La foule nous considéra avec étonnement. Quelques cris fusèrent « Les Allemands, les blindés allemands ! » La foule, inquiète, reflua et commença à se disperser et a fuir. Puis d’autres cris se firent entendre « Les Américains, ce sont les Américain ! » La foule suspendit sa retraite et, prudemment, commença à s’avancer pour voir de plus près ces véhicules et ces uniformes étranges quelle ne connaissait pas.

Ma jeep était passée en tête de colonne. Le chauffeur portait un casque américain. J’avais mis mon képi noir de la « Coloniale », vieux képi d’Alexandrie à la visière cassée, bien fatigué de tant de voyages. Est-ce la vue de ce képi qui nous fit reconnaitre ? Tout d’un coup la foule hurla « Les Français, ce sont les Français » Elle se précipita sur nous, nous entoura, nous pressa ; une Alsacienne dans son magnifique costume régional,[[ il s’agit de Jeanne Borchert]], sauta sur ma jeep et s’assit d’autorité sur le capot. Elle cassa la glace du pare-brise replié. Le pauvre pare-brise devait être réduit en miettes le lendemain sur la place de l’Hôtel de Ville par la foule qui grimpait partout pour apercevoir le général de Gaulle.
Nous eûmes grand-peine à nous tirer des bras de tous ces braves gens. Il ne fallait pas nous laisser attarder. Où aller ? Pas d’hésitation : au Cœur de Paris, à l’Hôtel de Ville, symbole des libertés parisiennes, de façon, dès ce soir, à bien « marquer le coup ». Un nouveau guide [[Il s’agit de Lorenian Dikran, Arménien de Paris et commerçant crémier-fromager, dans le 13e arrondissement. Enfourchant une motocyclette et précédant crânement la colonne commandée par le capitaine Dronne, il guida ce dernier de la Porte d’Italie à la Place de l’Hôtel de Ville, en contournant les chicanes et les résistances allemandes. (anciens-combattants-armeniens.org)]], a motocyclette, nous y mena par l’avenue d’Italie, la rue de la Vistule, la rue Baudricourt, la rue Nationale, la rue Esquirol, le boulevard de l’Hôpital, le pont d’Austerlitz, le quai de la Rapée, le quai Henri IV, le quai des Célestins, le quai de l’Hôtel de Ville. J’ai noté l’heure. Il était exactement 21 heures 22 – à l’heure allemande – lorsque nous débouchâmes sur la place de l’Hôtel de Ville.

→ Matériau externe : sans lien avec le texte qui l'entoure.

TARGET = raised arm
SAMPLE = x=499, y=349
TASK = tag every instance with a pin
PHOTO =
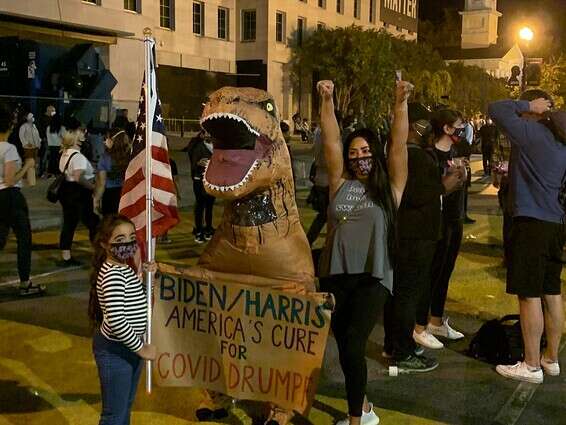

Le jour se mourait.

Toutes les cloches de Paris se mirent à sonner

Ce fut la frénésie. Nous avions traversé la moitié de Paris. Un Paris de révolution et de barricades, dans un enthousiasme indescriptible, sans apercevoir un Allemand. D’ailleurs, notre mission n’était pas de les apercevoir, elle était au contraire de les éviter, d’apporter le réconfort de notre présence symbolique, annonciatrice de la grande offensive du lendemain. À notre passage, la « Marseillaise » jaillissait, une « Marseillaise » formidable. Nous avions l’impression quelle couvrait la ville. Tout d’un coup, les cloches de Paris se mirent a sonner. Toutes les cloches de Paris, les unes après les autres, puis toutes ensemble. J’entends encore leur musique toutes les fois que j’y pense.

Jamais soldats ne furent tant fêtés et tant embrassés.

Je donnai mes ordres, rapidement, avec peine, dans cette foule délirante. Il fallait garder la tête froide et prendre les dispositions en cas d’une riposte éventuelle.
J’ai rarement dans ma vie été aussi heureux. Rarement aussi j’ai éprouvé autant d’appréhension, « Il est si facile, me disais-je, sinon de détruire Paris, du moins d’y causer de graves dommages jusqu’à demain. Il suffirait de lancer sur des ilots successifs quelques obus au phosphore, de couper l’eau et d’interdire avec quelques rafales l’intervention des sauveteurs. Demain, Paris pouvait être en flammes. »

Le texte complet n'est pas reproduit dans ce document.